Let $X$ be a separable metric space (but I suppose a paracompact space might be enough) and let $f , g : X \to \mathbb{R}$ be functions such that:
- $f$ is upper semi-continuous,
- $g$ is lower semi-continuous,
- $0 \leq f(x) \leq g(x) \leq 1$ for every $x \in X$,
- $f(x)<1$ for every $x \in X$,
- $g(x)>0$ for every $x \in X$.
I'm trying to prove that there exists a continuous function $h : X \to \mathbb{R}$ such that $f(x) \leq h(x) \leq g(x)$ and $0<h(x)<1$ for every $x \in X$.

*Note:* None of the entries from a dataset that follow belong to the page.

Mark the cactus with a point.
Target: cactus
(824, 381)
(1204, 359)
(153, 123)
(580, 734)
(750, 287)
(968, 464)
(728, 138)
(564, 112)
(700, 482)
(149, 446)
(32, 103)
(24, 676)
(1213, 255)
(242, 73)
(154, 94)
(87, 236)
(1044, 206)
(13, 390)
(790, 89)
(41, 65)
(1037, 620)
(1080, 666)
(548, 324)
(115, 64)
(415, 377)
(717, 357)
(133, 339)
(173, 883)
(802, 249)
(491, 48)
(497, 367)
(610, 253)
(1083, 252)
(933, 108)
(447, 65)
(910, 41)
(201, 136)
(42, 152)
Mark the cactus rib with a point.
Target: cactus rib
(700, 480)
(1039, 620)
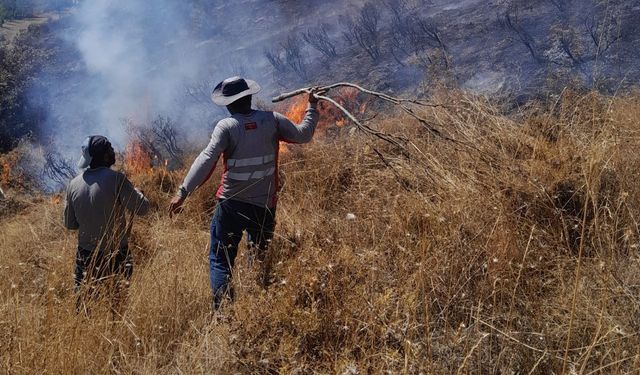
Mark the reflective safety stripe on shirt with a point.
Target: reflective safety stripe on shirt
(251, 175)
(251, 161)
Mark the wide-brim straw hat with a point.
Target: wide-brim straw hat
(232, 89)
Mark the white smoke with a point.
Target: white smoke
(141, 59)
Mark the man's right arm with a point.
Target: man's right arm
(205, 163)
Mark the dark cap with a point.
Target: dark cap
(93, 146)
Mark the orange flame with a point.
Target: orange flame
(347, 97)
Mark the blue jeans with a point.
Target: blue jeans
(230, 219)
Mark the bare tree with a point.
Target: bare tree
(603, 31)
(58, 169)
(294, 57)
(165, 135)
(511, 23)
(319, 39)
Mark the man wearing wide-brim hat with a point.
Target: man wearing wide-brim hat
(248, 141)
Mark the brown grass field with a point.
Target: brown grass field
(513, 250)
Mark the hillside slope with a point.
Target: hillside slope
(513, 249)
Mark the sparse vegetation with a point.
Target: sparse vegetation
(512, 249)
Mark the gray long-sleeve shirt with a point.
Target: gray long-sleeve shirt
(249, 147)
(95, 204)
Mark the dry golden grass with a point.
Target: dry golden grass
(514, 250)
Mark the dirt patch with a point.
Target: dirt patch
(12, 28)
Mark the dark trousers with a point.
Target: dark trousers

By the Michael selection theorem used for the set-valued mapping $x \mapsto \big\lbrace t \in \mathbb{R} : f(x) \leq t \leq g(x) \big\rbrace$, we obtain a continuous function $h : X \to \mathbb{R}$ such that $f(x) \leq h(x) \leq g(x)$. However, this function $h$ might not satisfy the condition $0<h(x)<1$.
I'll appreciate any help.
There is a variant of the Michael theorem you've used:
This is Theorem 3.1''' from E. Michael, "Continuous selections I", Ann. of Math. 63 (1956) 361–382.

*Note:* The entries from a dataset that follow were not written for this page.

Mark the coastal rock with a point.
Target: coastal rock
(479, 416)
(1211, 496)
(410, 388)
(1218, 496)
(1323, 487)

Note that we don't require the set-valued mapping to have closed values (although this only works with $\mathbb{R}$ on the right side). Also we can drop both separable and paracompact assumptions on $X$, metrizable is enough. With that we can use a different set-valued mapping:
$$\varphi(x)=\begin{cases} \big\{f(x)\big\} &\text{if }f(x)=g(x)\\ \big\{f(x)<t<g(x)\big\} &\text{otherwise} \end{cases}$$
The crucial observation is that $\varphi$ satisfies the above variant of the Michael theorem. The rest follows easily.